To the similar effect is the observation of learned author of Mayne’s Hindu Law, 12th Edn. page 919. In that view of the matter, it would be difficult to hold that property which devolved on a Hindu under Section 8 of the Hindu Succession Act, 1956 would be HUF in his hand vis-a- vis his own sons. If that be the position then the property which devolved upon the father of the respondent in the instant case on the demise of his grandfather could not be said to be HUF property.
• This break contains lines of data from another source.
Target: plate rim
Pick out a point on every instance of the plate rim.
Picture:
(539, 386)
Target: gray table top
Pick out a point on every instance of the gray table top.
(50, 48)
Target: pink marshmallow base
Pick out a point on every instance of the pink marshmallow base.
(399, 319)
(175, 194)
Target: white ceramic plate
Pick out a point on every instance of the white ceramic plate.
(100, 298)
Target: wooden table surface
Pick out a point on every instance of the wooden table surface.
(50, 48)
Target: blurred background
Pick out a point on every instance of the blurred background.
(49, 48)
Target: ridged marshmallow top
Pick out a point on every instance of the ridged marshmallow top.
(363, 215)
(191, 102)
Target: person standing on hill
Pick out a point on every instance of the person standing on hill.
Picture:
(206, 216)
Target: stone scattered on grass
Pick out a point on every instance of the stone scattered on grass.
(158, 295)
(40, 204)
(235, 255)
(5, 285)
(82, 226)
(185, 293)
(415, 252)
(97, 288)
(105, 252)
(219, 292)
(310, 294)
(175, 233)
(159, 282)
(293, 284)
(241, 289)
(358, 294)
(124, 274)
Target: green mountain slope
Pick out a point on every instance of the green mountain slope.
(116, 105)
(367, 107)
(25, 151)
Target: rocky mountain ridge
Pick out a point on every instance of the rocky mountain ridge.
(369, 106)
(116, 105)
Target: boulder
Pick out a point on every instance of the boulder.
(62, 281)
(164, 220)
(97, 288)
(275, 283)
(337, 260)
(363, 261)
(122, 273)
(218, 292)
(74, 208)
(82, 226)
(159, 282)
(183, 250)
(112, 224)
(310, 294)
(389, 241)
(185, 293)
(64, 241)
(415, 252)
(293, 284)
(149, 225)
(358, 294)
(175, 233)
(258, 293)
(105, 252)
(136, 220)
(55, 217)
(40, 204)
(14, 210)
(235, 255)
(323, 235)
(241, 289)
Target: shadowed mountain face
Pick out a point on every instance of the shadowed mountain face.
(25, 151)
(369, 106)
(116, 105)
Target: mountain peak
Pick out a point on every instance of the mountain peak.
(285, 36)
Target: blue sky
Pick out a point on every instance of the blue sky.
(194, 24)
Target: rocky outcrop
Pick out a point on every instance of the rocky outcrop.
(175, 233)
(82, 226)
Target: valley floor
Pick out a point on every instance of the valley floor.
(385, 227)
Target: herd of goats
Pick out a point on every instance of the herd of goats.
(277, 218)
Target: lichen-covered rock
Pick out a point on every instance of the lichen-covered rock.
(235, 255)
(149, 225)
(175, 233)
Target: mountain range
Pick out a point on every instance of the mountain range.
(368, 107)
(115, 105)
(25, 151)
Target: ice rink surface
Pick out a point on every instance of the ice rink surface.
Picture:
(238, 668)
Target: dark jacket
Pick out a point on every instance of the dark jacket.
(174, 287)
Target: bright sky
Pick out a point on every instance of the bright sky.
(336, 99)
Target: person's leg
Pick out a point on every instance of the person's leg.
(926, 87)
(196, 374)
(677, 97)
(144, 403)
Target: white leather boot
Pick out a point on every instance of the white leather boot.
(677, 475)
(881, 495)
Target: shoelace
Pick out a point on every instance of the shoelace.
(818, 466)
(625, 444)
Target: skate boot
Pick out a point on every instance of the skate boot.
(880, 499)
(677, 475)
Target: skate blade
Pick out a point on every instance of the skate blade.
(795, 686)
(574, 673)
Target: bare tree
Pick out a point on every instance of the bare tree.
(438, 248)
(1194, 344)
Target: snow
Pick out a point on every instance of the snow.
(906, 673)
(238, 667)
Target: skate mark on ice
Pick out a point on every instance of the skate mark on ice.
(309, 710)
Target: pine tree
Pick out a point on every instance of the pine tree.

If that is so, then the appellate authority was right in holding that the respondent was a licensee of his father in respect of the ancestral house.” 10. In view of the aforesaid judgments passed by Hon’ble the Supreme Court and keeping in view the provisions of Hindu Succession Act, 1956, it is safe to conclude that the entire property which came to be inherited by Puran either directly from Telu or from Nagia his brother, is individual property of Puran and, therefore, Rajo or Bhagtu had no right, title or interest in the property. Both the Courts have not recorded any finding that Puran did not appear or Puran was under any undue influence. Rajo on having been married was not member of the family after her marriage in early 1970s. Bhagtu was issueless. It was for this precise reason that Puran in order to avoid any future dispute acknowledged in a family settlement that Jagat Ram is the owner of the property. It may be noted that Bhagtu @ Bhagat Ram did not appear in evidence, although issues were framed on 13.03.1990 and Bhagtu died on 10.07.1991. Accordingly, question of law is answered in favour of the defendant. Thus, the appeal filed by Jagat Ram i.e. RSA No.1312 of 1999 is allowed and RSA No.2325 of 1999 is dismissed. 11. All the pending miscellaneous applications, if any, are disposed of, in view of the abovesaid judgment.